I don't get Jira hate. It may be clunky, slow and overcomplicated but really it's just system to document stuff. If you don't document stuff on a sufficiently big project (I'd day >10 engineers, and especially at >100) then it's a recipe for a disaster.
As for solutions to document stuff, specifically issues, then Jira seems to be ok and not lacking in any area, maybe not a leader but not a worst thing to use too.
> I don't get Jira hate. It may be clunky, slow and overcomplicated
Ding ding ding!
Seriously though, I think a lot of issues with Jira stem from poor implementations that cause it to perform terribly, which impedes an engineer's ability to quickly get in and out of Jira. For example, the on-prem Jira instance for one of my clients would take upwards of five minutes to render the board, and another 30+ seconds to render the ticket page. Adding comments was another frustrating experience.
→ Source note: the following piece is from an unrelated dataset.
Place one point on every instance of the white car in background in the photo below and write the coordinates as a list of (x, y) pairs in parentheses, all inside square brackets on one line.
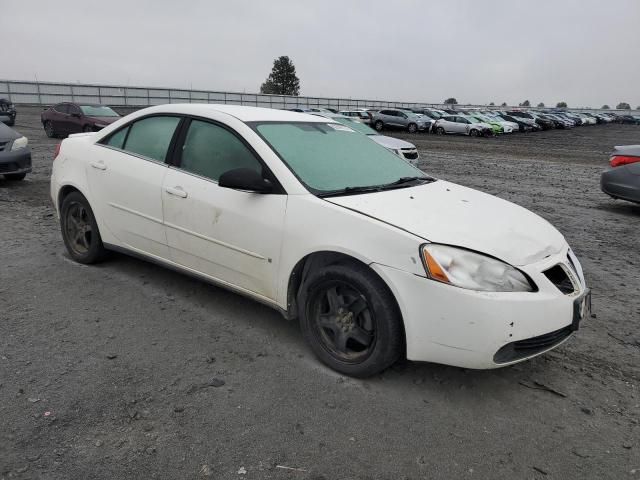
[(376, 259), (404, 149)]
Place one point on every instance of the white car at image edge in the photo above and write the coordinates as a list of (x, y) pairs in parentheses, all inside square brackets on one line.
[(374, 258)]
I'm sure the OOTB experience with modern Jira is probably fine, but it seems that hardly anyone uses Jira without some resource-intensive customization.
What is needed is registrars keeping track of documents and writing summaries etc. I blame the 'savings' on secretaries for many of the modern corporate worlds problems. A tell tail of that the top brass them-self don't believe secretaries are not needed, is that they them-self have them. It is just engineering that can't have them - pushing any bigger engineering org. into chaos.
As for solutions to document stuff, specifically issues, then Jira seems to be ok and not lacking in any area, maybe not a leader but not a worst thing to use too.